In an order issued April 5, the U.S. District Court for the District of Colorado vacated a $10.87 million property insurance award on the basis that the insured’s appraiser was partial and had failed to disclose personal and business relationships with the insured’s counsel. The Court further disqualified the appraiser from acting in the case and ordered the insurance company to file “any motion for sanctions that it desires.”
In the action, Wheeler Trigg O’Donnell (WTO) lawyers represented the plaintiff, Auto-Owners Insurance Company, in its objection to the appraiser's involvement in the case of Auto-Owners v. Summit Park Townhome Association (No. 14-cv-03417). Following a 2013 Colorado hailstorm, Summit Park submitted a claim for storm damage to residential buildings. Following an insurance appraisal that concluded with the appraiser and an umpire awarding approximately $10 million for damage from the storm, Auto-Owners promptly paid the award while reserving its rights to recoup the payment based on irregularities in the appraisal process, including partiality.

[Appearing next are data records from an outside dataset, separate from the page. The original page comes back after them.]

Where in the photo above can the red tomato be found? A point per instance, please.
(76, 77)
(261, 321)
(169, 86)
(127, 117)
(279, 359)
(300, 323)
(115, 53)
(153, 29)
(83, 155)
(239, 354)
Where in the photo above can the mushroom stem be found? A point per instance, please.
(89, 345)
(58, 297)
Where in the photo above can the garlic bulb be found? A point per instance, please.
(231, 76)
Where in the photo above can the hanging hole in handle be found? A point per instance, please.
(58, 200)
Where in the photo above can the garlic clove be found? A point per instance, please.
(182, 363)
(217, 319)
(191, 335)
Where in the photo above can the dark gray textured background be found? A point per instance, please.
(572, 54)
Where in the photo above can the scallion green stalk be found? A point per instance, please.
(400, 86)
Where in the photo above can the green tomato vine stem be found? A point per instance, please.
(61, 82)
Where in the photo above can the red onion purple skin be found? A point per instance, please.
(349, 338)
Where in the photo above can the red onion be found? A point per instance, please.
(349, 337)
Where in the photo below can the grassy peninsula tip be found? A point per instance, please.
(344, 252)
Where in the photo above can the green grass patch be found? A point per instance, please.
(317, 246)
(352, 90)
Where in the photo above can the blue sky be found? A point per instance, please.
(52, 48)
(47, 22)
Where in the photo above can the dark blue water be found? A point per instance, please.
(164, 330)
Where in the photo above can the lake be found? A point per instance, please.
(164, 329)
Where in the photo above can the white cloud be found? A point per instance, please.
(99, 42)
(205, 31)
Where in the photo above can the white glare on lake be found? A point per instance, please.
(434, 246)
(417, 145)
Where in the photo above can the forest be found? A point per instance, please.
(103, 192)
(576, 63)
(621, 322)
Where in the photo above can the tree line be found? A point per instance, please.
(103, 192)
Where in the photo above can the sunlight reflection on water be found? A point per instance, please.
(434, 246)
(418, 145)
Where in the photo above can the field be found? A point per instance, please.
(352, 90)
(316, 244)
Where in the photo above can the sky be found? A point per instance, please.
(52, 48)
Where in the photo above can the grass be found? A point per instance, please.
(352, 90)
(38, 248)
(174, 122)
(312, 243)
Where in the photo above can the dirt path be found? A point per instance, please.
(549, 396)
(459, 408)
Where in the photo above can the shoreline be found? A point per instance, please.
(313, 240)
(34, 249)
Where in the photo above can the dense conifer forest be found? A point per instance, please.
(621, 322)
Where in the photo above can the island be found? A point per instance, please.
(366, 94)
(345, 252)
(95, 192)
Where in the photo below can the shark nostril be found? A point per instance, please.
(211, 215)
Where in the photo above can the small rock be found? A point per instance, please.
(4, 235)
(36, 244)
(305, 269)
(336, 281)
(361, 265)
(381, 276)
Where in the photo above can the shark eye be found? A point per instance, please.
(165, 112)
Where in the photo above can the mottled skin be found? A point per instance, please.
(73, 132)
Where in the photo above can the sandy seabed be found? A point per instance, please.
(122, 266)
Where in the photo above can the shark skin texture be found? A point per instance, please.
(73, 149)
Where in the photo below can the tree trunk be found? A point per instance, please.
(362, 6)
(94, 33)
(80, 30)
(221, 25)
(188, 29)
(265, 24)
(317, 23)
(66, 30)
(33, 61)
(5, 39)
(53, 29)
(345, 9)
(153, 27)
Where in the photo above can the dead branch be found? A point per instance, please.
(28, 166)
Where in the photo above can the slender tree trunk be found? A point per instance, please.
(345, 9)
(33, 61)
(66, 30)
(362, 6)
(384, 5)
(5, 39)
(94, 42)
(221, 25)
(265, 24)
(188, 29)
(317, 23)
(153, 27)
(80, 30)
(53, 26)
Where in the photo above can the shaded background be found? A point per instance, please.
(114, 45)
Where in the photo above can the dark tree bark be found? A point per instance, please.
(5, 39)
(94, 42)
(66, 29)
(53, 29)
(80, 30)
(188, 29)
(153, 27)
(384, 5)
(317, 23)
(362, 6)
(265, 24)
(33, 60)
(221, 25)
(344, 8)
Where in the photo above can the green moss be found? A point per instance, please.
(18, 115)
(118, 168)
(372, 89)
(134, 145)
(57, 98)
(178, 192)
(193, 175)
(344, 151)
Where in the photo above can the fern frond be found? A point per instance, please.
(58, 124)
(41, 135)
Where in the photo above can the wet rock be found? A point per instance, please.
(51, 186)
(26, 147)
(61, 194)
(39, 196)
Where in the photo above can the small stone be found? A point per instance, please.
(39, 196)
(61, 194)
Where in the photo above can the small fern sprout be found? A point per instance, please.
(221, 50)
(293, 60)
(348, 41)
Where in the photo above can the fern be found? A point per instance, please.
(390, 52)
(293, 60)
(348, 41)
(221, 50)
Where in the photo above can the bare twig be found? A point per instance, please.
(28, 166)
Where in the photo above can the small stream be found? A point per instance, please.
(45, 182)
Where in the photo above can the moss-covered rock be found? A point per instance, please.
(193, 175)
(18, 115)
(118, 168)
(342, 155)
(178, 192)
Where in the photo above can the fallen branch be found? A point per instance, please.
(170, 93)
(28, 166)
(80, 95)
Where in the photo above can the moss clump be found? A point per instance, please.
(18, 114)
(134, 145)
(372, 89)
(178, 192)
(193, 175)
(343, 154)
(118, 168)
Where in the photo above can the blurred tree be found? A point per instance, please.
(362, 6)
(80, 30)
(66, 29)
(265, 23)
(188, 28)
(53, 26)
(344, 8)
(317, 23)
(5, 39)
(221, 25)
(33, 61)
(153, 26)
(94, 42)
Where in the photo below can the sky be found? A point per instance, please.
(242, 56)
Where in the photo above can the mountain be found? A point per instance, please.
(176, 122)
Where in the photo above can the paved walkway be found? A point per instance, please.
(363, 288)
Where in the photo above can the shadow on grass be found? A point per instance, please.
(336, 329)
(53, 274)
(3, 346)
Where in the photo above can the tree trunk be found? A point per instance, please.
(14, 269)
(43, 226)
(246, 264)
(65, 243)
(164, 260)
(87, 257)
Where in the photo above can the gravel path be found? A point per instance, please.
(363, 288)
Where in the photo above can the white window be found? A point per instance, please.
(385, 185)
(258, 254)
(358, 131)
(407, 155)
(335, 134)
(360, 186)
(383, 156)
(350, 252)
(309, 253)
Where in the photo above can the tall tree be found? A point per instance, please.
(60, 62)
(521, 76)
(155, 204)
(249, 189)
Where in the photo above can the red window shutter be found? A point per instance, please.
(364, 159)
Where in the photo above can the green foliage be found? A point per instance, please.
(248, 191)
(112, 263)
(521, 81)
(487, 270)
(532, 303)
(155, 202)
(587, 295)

In its objection, Auto-Owners demonstrated that the appraiser had numerous, extensive undisclosed relationships with the insured’s law firm, and its clients, often working on a contingency basis for a percent of the recovered insurance money (and on some occasions for as much as 20%-30% of the award amounts). Auto-Owners argued that the appraiser was anything but impartial, as he had significant and lucrative business dealings with the insured’s attorneys and had direct financial incentive to inflate appraisal amounts. The Court noted that the appraisal award was $3.47 million—47%—greater than the amount Summit Park’s own public adjuster calculated prior to the filing of the lawsuit. Auto-Owners further demonstrated that the appraiser and the insured's attorneys had formed undisclosed fiduciary relationships, including attorney-client engagements in which the insured's attorneys had represented the appraiser in litigation or had performed transactional legal work for his insurance businesses. The Court stated: “While [the appraiser's] relationship with [the insured's lawyers] is sufficient by itself to render him other than impartial, the totality of the circumstances here make this conclusion unavoidable.”
WTO worked with the Denver firm Giometti & Associates to achieve the favorable outcome for Auto-Owners.

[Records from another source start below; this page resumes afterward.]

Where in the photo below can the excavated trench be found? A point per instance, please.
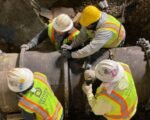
(19, 23)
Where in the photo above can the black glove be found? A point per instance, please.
(65, 53)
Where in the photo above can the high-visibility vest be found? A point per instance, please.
(124, 102)
(72, 36)
(43, 103)
(113, 25)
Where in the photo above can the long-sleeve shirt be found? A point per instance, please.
(101, 37)
(98, 106)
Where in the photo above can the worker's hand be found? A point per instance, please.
(87, 89)
(65, 46)
(25, 46)
(65, 53)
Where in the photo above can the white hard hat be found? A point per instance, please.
(109, 71)
(62, 23)
(19, 79)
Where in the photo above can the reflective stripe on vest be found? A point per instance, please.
(117, 99)
(70, 37)
(36, 108)
(125, 112)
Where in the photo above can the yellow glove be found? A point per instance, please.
(87, 89)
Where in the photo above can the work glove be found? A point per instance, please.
(25, 46)
(87, 89)
(65, 46)
(65, 53)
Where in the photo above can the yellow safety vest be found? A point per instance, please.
(42, 102)
(124, 102)
(72, 36)
(113, 25)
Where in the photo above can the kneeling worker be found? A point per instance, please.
(36, 98)
(116, 98)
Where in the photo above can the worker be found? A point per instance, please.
(60, 31)
(36, 98)
(116, 97)
(103, 30)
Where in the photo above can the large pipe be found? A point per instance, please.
(51, 64)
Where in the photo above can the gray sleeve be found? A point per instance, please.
(100, 39)
(38, 38)
(27, 116)
(82, 37)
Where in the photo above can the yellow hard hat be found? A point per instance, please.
(89, 15)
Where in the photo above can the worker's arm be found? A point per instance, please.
(99, 106)
(100, 39)
(81, 38)
(38, 38)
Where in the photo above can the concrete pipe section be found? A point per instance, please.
(52, 65)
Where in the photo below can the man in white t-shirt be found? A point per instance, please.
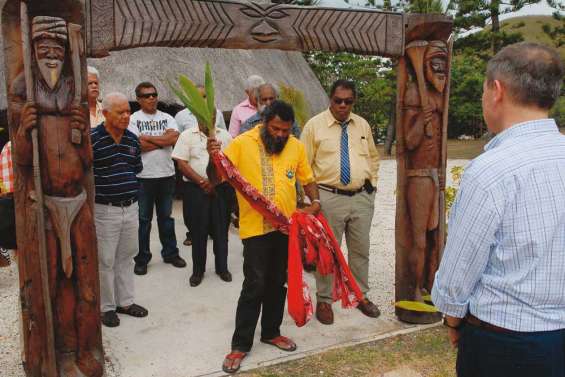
(185, 119)
(207, 207)
(157, 133)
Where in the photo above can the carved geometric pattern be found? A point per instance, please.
(170, 23)
(231, 24)
(354, 31)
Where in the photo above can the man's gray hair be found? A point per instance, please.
(532, 73)
(93, 71)
(266, 85)
(111, 98)
(253, 82)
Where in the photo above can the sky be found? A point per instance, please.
(536, 9)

The ruling follows a similar state court ruling against the same appraiser (AXIS Surplus Insurance Co. v. City Center West LP) issued just weeks prior. In the City Center case, WTO represented AXIS in a similar claim that exposed the appraiser's undisclosed business and personal relationships with another national plaintiffs’ law firm. The state court there stated that the appraiser was partial and that he had failed to be “aboveboard” by his failure to disclose his personal and business relationships with the policyholder and its lawyers.
Subsequent court rulings have resulted in sanctions against the plaintiffs, their lawyers, and the appraiser, and an award of 99.7% of attorneys' fees incurred by Auto-Owners.